СЧАСТЬЕ
СЧАСТЬЕ,
или нет худа без добра
Диву даюсь, столь милостиво приветил Господь мою судьбу, хотя жил в безбожии, во грехах, как в шелках, сгорая в страстях дольнего мира, не ведая о мире горнем и о спасении души для жития вечного. Оглядел тихим душевным оком нажитую жизнь от таёжного и полевого, от речного и озёрного деревенского рассвета до старгородского заката и подивился: верно молвлено, не было бы счастья, да несчастье помогло. Ибо нет худа без добра….
Худо с добром
Счастье: явился я на Божий свет поздним и непутёвым парнишкой… заскрёбыш, поздонушко, отхон… к сему родился шестипалым, и чуть не помер младенцем от воспаления лёгких, едва отвадились, а посему… и что сдуру кинулся в писательство… матушка жалела меня, как Иванушку дурачка; жалела сильнее и слезливее, чем старших братьев, а сердобольные сестры опекали, одевали и обували меня, студента прохладной жизни, потом нищего сочинителя, за что я вывел братьев и сестёр добрыми героями своих сочинений. Лишние пальцы отсушили и отсекли в младенчестве, но порой оживал и змеился февральской позёмкой язвительный слушок: «лукавый пометил…», ну да, на всякий роток не накинешь платок, и усмехаюсь я на суеверные суесловия с высокой колокольни.
Счастье: рос я впроголодь… не одыбали после войны… а посему ведаю цену хлеба на скобленной дожелта столешне и златогривой ниве, и четверть века внушаю домочадцам беречь хлеб, как и прочее добро, нажитое горбом.
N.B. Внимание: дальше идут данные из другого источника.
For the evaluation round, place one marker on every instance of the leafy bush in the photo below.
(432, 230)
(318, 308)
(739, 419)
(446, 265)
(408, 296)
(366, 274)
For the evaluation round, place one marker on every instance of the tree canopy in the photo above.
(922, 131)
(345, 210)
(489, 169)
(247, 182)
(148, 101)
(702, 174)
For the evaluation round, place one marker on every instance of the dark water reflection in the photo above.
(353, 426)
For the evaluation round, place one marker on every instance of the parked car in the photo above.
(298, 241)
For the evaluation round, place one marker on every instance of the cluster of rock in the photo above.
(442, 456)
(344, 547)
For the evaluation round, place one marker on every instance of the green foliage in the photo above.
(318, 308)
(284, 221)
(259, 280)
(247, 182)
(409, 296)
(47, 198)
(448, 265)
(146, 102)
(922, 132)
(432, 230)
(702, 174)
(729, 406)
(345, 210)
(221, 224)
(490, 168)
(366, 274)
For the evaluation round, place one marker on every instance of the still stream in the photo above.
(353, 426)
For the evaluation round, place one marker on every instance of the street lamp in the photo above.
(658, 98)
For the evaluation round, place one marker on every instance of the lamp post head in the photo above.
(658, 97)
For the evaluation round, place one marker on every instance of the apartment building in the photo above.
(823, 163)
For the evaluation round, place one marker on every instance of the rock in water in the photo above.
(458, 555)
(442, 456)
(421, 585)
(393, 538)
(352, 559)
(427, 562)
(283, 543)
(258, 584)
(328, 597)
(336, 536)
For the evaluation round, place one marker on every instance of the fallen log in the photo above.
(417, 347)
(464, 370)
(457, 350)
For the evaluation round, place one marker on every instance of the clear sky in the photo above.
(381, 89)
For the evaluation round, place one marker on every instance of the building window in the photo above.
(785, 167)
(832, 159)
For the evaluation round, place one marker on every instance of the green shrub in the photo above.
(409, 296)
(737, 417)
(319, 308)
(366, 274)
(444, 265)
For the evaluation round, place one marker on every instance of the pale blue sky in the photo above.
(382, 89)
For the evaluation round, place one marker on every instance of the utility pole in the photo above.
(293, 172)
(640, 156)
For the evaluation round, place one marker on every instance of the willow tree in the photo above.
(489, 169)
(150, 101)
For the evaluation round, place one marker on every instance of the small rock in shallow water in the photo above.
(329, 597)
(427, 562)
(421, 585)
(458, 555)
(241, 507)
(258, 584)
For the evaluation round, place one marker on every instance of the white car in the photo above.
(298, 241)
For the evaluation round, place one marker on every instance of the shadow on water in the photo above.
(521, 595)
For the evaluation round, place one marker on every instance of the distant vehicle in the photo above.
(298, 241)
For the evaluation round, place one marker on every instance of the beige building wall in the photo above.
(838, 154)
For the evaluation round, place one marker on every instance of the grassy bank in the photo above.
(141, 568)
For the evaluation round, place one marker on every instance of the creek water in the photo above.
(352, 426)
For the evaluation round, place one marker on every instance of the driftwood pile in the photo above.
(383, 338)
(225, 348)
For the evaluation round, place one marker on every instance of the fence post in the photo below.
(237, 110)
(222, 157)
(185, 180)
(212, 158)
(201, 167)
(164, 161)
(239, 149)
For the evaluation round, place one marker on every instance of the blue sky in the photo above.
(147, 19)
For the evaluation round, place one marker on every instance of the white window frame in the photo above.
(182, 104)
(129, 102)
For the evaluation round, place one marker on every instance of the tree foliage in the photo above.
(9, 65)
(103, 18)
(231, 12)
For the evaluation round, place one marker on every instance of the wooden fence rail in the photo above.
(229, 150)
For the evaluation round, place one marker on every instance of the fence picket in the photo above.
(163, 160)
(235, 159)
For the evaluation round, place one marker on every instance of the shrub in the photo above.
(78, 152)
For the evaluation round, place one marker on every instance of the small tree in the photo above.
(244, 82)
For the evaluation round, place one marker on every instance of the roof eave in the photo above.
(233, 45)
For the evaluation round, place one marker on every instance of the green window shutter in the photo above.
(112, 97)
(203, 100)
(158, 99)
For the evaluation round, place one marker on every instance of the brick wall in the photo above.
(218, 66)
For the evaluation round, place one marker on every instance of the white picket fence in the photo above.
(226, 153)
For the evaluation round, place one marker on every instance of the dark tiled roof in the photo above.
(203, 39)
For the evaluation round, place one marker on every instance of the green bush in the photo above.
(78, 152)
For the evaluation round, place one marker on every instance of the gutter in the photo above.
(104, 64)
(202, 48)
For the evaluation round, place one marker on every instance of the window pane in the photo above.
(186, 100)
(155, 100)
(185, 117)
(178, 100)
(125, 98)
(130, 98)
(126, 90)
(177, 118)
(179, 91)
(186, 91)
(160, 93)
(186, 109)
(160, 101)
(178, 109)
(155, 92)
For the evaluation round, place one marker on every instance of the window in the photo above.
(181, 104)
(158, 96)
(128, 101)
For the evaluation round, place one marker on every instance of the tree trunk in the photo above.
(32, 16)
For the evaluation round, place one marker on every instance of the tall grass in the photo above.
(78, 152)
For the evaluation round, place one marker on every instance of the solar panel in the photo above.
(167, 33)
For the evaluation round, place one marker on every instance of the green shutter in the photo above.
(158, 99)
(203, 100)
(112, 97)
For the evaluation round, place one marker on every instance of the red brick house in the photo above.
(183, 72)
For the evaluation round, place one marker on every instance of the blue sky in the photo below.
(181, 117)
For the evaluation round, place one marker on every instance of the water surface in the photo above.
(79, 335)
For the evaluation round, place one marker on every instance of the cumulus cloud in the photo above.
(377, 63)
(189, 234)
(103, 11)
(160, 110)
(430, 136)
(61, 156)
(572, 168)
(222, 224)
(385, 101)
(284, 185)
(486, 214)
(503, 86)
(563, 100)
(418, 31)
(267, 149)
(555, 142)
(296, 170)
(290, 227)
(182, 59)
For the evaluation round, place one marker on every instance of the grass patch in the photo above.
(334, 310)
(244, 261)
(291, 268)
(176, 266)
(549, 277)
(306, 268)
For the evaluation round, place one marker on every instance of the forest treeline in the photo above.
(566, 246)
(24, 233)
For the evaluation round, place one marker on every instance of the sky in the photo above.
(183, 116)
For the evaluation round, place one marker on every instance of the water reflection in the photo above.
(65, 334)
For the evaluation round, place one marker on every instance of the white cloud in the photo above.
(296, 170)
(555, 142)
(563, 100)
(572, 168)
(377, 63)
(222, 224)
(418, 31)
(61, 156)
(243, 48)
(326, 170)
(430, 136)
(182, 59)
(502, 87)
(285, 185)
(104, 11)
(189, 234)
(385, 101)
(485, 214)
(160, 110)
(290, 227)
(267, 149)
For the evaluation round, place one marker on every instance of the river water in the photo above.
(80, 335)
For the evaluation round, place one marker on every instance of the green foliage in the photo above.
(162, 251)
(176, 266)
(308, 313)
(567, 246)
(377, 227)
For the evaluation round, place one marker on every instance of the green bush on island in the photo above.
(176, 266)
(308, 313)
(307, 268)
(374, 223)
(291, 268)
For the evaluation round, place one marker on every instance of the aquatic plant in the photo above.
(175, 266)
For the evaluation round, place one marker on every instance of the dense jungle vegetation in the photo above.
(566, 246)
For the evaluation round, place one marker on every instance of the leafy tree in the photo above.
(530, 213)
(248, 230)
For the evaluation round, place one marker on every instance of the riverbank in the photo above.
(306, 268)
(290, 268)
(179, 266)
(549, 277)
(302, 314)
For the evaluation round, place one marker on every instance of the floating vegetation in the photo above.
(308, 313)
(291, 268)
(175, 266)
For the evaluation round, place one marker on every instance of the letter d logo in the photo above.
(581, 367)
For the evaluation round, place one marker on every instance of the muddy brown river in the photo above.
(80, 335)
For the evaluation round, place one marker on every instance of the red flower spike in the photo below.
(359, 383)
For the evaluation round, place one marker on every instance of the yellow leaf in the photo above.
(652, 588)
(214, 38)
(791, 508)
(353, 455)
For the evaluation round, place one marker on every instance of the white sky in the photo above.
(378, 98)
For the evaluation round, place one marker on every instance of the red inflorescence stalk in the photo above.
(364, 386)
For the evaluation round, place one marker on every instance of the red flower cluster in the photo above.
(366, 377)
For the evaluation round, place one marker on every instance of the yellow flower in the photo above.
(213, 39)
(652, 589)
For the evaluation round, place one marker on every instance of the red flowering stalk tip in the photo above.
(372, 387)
Счастье: жили мы в стуже и нуже, но бедность и породила жажду выбиться в люди и зажить побогаче – вроде, из деревенской грязи в паркетные князи. А посему смалу пришлось вкалывать, засучив рукава, и, хотя живу не до жиру, быть бы живу, но лишь в азартной, изнуряющей пахоте дремлют мои языческие страсти, расцветающие буйно-лиловым чертополохом в праздности. А ежли бы смалу и по сивую гриву ведал страх Божий перед смертными грехами, вышел бы в благочестивые деревенские мужики, что крестят лоб не по привычке, а по вере православной, по жажде наследовать Царствие Небесное.
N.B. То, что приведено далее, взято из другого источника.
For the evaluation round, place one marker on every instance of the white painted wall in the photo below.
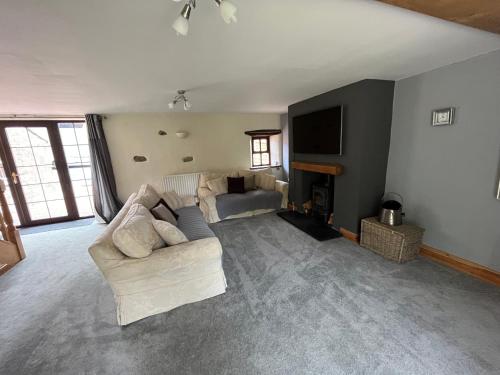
(447, 175)
(215, 141)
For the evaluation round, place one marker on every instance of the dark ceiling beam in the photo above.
(481, 14)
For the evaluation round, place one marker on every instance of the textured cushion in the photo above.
(136, 236)
(162, 212)
(192, 224)
(170, 233)
(147, 196)
(236, 185)
(267, 182)
(249, 179)
(218, 185)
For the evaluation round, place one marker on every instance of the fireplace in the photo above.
(322, 199)
(318, 181)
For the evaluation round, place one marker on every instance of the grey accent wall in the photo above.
(366, 135)
(286, 159)
(448, 174)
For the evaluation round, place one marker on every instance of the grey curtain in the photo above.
(106, 200)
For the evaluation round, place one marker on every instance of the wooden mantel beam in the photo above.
(481, 14)
(332, 169)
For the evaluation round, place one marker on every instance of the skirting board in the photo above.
(4, 268)
(462, 265)
(349, 235)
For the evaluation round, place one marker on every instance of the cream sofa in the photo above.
(168, 278)
(251, 203)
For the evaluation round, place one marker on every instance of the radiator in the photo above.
(182, 184)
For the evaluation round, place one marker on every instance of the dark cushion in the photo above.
(161, 212)
(192, 223)
(236, 185)
(162, 202)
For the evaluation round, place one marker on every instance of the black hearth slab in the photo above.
(314, 227)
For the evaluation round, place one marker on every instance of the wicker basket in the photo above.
(400, 244)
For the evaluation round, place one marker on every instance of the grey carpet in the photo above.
(293, 306)
(56, 226)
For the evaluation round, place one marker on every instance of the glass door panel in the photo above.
(8, 195)
(36, 172)
(75, 143)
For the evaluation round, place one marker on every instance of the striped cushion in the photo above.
(192, 223)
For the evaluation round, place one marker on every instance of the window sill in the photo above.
(266, 166)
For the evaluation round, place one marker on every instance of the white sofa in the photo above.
(168, 278)
(252, 202)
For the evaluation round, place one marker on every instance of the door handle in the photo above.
(14, 176)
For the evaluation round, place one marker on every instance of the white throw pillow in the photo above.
(218, 185)
(135, 236)
(147, 196)
(267, 182)
(170, 233)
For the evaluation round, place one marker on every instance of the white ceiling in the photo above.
(108, 56)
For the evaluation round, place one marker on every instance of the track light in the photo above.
(227, 10)
(180, 97)
(181, 23)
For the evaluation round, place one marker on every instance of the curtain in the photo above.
(106, 200)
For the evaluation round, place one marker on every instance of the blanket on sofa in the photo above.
(233, 204)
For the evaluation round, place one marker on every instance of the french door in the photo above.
(47, 167)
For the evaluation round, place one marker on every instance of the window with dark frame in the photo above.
(261, 151)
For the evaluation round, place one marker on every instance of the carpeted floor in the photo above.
(293, 306)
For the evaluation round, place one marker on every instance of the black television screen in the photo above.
(318, 132)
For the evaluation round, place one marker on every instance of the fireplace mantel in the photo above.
(332, 169)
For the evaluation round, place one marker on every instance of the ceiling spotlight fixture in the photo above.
(227, 10)
(181, 23)
(180, 97)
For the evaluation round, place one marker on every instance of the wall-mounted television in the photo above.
(318, 132)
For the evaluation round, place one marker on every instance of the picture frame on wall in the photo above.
(443, 116)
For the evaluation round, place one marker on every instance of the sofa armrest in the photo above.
(282, 187)
(187, 260)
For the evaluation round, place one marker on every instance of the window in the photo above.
(261, 153)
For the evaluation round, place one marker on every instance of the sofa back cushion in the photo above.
(218, 185)
(207, 176)
(162, 212)
(266, 182)
(192, 223)
(169, 233)
(236, 185)
(147, 196)
(135, 236)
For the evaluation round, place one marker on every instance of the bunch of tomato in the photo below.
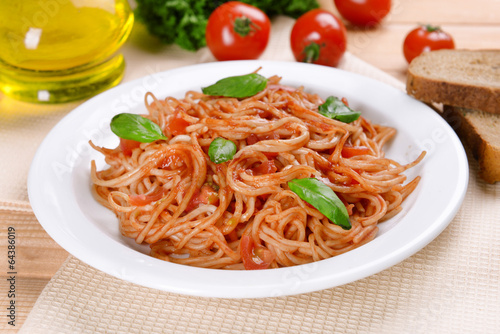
(236, 30)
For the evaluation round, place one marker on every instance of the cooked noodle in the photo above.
(280, 136)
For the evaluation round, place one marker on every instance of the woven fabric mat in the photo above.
(451, 286)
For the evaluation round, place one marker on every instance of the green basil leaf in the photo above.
(136, 127)
(323, 198)
(237, 86)
(334, 108)
(221, 150)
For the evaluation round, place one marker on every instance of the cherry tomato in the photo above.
(426, 38)
(318, 37)
(237, 31)
(254, 257)
(365, 13)
(127, 145)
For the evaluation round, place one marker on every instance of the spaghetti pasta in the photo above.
(241, 213)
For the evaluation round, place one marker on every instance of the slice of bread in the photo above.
(463, 78)
(480, 131)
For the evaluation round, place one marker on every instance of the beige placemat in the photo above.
(451, 286)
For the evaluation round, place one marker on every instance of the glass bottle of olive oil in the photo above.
(61, 50)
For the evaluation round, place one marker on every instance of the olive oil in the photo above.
(61, 50)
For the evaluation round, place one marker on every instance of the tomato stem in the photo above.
(311, 52)
(244, 26)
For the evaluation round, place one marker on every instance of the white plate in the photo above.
(59, 185)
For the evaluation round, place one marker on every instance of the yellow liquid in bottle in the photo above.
(60, 50)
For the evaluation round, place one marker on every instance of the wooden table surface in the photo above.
(473, 24)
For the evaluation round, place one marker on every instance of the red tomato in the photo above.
(426, 38)
(318, 37)
(367, 13)
(237, 31)
(206, 195)
(128, 145)
(177, 125)
(254, 257)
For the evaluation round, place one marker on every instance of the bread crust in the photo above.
(486, 152)
(428, 79)
(466, 96)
Счастье: от нужды матушка сплавляла меня малого в село Погромна к тёте Вале, где жили посытнее, и там я, несмышлёныш, набирался ума от столетнего деда Лазаря, почившего в Бозе на сто шестом году своего долгого века.
Счастье: родился в бедной и многочадливой семье. Матушка моя, Софья Лазаревна Андриевская, – из староверов-семейских[1], отец, Григорий Григорьевич Байбородин, – забайкальский гуран[2], вырастили нас восьмерых. Пятерых старших матушка тянула одна пять голодных и голых военных лет.
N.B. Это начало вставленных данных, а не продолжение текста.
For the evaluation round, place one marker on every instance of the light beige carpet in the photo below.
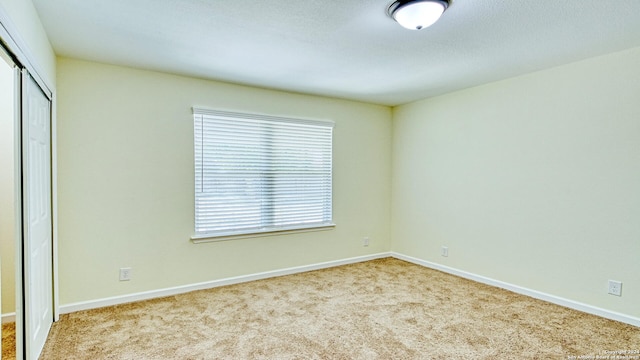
(382, 309)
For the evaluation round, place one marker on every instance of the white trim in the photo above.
(8, 318)
(237, 115)
(147, 295)
(205, 238)
(631, 320)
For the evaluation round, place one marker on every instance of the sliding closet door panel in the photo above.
(37, 220)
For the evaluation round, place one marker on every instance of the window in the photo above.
(258, 174)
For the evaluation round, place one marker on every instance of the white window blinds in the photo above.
(256, 173)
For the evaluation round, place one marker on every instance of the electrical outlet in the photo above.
(444, 251)
(615, 288)
(125, 274)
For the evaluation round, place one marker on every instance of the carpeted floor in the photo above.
(382, 309)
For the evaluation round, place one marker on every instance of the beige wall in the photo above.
(534, 180)
(125, 188)
(7, 183)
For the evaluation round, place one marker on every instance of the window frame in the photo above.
(210, 236)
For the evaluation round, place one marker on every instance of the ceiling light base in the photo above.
(417, 14)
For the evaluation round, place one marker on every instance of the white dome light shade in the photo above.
(418, 14)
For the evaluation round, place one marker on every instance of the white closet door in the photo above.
(37, 222)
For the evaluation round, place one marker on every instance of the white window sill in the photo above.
(205, 238)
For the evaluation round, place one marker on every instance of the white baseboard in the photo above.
(9, 317)
(147, 295)
(631, 320)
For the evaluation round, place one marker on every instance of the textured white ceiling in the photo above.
(341, 48)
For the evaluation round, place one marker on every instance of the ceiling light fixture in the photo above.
(417, 14)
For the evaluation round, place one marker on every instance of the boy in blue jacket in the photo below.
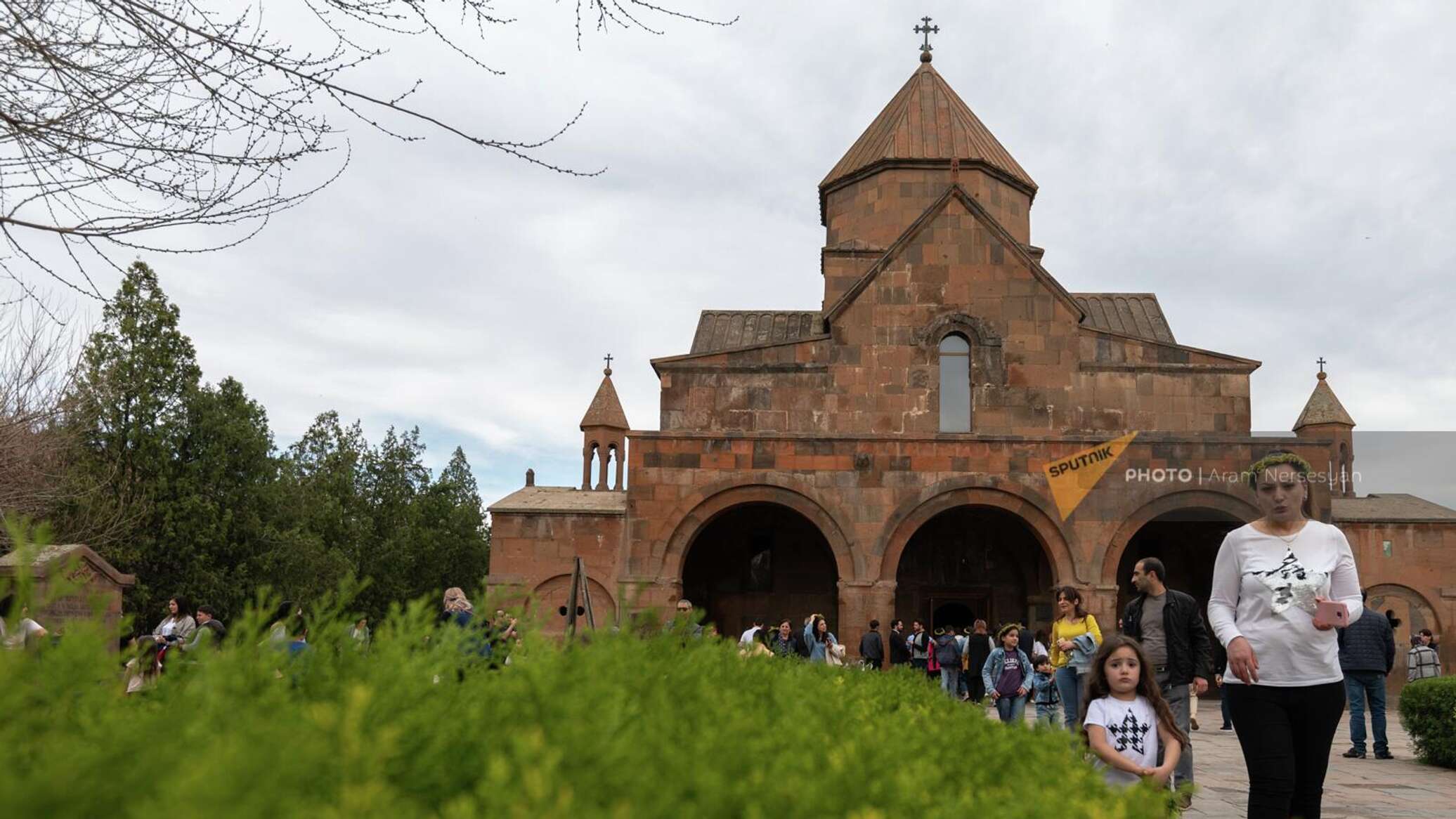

Счастье: в многодетной бедной деревенской семье сызмала заставляли вкалывать от зари до зари: чистить коровьи стайки, носить воду с озера, поить коров, колоть дрова, копать картошку, удить рыбу, собирать брусницу, голубицу… чем и разожгли азарт к труду и тоску в праздности, что позволило, несмотря на вечную нужду и грошовый отхожий промысел, сочинить романы, повести, рассказы и очерки, в коих я восславил смиренных и трудолюбивых родичей.
Счастье: в тоскливых предутренних сумерках, до первых петухов, когда сладкий сон, мать будила меня, подростка, и посылала на рыбалку – рыбой кормилась семья; и я плёлся к постылому и стылому туманному озеру, кляня своё горькое детство; но, когда тепло и зорево алела водная гладь и рябь, когда оголодавший окунь клевал почти на голый крючок, душа моя по-чаячьи плескалась, купалась в счастливом мираже. Прожив детство и отрочество среди озёрных красот, мечтал я стать художником и капитаном дальнего плаванья.
Счастье: отец мой, Григорий Григорьевич, гонял меня как сидорову козу. Если я забывал напоить корову, вычистить стайки, наколоть дров, если я разбрасывал топоры, ножовки и удочки, которые он содержал в красе и холе, отец сходил с ума и мог захлестнуть вожжами, коль подвернёшься под горячую руку. Отец привадил меня к порядку. Впрочем, про вожжи ради красного словца говорено; отец и без вожжей, так бывало глянет из-под кустистых бровей, душа в пятки улетит.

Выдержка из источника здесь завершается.